What rights will you have in this system?
The most important question is: how and where could the project get started? The answer to this crucial question can be found in the United Nations' ID2020 executive summary. But first a few quotes from this must-read document:
Digital identity is a set of electronically captured and stored attributes and credentials that can uniquely identify a person
Proof of one's identity is a prerequisite to social and economic inclusion in the modern world
The United Nations has recognised that identity is a necessary and fundamental human right. A verifiable identity answers not just "who are you?" but also "what rights do you have?"
Individuals lacking a recognised form of identification cannot access basic services
(Note: Bill Gates lists 'basic services' as: the food we eat, clothing, TV, and heating — "very good things", he calls them. Bill Gates is big on Global Citizen.)
A universally-recognised identity would need a common or centralised registration. Although the UN recognises that centralised registration systems have been abused often enough in the past, they still want to plough ahead with their plans:
From 2017 to 2020, ID2020's work will focus on two areas: developing and testing the best technological solutions for digital identity, and working with governments and existing established agencies to implement these solutions.

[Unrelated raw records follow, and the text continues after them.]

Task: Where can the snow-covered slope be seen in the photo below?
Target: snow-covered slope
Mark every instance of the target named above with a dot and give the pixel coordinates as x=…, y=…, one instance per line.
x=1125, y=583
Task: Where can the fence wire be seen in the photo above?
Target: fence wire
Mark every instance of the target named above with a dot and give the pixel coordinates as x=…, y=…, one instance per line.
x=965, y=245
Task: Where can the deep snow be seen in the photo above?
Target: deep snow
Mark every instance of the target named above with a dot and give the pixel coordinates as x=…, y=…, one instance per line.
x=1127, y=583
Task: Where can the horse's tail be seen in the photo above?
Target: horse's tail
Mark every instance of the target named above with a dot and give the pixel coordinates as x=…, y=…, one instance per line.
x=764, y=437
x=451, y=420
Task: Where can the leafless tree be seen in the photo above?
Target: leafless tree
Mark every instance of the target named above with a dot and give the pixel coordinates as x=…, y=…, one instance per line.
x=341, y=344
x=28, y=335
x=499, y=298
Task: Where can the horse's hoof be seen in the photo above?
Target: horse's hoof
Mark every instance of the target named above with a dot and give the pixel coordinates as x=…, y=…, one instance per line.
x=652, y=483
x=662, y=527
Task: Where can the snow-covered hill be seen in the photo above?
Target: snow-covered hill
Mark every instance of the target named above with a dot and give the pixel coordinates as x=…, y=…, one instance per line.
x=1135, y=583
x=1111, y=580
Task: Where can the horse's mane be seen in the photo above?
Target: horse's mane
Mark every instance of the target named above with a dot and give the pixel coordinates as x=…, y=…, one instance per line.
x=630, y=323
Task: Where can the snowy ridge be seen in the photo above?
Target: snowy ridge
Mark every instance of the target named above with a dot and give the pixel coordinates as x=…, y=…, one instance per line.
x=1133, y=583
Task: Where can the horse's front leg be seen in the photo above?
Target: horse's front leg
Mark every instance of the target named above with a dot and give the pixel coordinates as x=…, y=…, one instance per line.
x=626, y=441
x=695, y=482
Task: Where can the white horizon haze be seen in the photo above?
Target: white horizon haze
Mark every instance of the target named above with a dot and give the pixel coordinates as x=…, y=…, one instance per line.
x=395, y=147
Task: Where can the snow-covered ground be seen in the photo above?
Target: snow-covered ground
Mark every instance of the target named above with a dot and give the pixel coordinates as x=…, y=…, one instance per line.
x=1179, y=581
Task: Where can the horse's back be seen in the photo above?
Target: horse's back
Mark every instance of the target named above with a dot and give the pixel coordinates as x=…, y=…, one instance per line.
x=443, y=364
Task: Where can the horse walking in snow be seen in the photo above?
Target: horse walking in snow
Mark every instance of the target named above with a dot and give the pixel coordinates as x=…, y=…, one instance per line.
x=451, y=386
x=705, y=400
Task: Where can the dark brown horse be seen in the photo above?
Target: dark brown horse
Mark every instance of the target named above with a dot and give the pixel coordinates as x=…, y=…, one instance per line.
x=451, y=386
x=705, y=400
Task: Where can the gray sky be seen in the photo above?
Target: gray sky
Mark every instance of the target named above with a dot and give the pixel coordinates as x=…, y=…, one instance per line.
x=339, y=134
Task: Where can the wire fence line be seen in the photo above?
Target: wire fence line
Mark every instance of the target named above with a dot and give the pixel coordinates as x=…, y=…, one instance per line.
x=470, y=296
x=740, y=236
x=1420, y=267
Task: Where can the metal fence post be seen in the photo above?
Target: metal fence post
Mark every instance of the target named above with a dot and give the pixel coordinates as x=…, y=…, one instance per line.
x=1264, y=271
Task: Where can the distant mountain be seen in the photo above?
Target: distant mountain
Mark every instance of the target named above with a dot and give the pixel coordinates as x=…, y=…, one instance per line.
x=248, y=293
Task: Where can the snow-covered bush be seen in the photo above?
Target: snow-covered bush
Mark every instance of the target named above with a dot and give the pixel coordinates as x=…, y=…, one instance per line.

Before they can develop the right technologies or decide on which ones to implement, the world's governments need a focus, a starting point, a launch, or as they put it, an entry point. The UN describes a number of case histories in its document, but one national example stands out.
Malawi, as a failed state, has no bureaucratic infrastructure to give inhabitants an official identity. The country's government is not functioning any more. Identity papers are hard to come by. However, the UN has noticed that vaccinations are being administered very effectively and across the board: 97% of all Malawian babies receive their first tetanus shot at six weeks of age.
This target population would lend itself very well to a try-out for the proposed technological choices for the global Digital Financial Identity programme. These children could become the first official Global Citizens, complete with a number which would unlock 'basic services' like food, water and shelter for them in the future.
It would tick a lot of the boxes: trained staff are already administering the procedures, the women have already agreed to their babies being vaccinated, a system of registry is operational and the costs are known. But by which means would these babies be given their new Global Citizen's number? The United Nations give us the answer in their own words:
Immunization rates far exceed birth registration rates in many developing countries — offering an entry point for identity.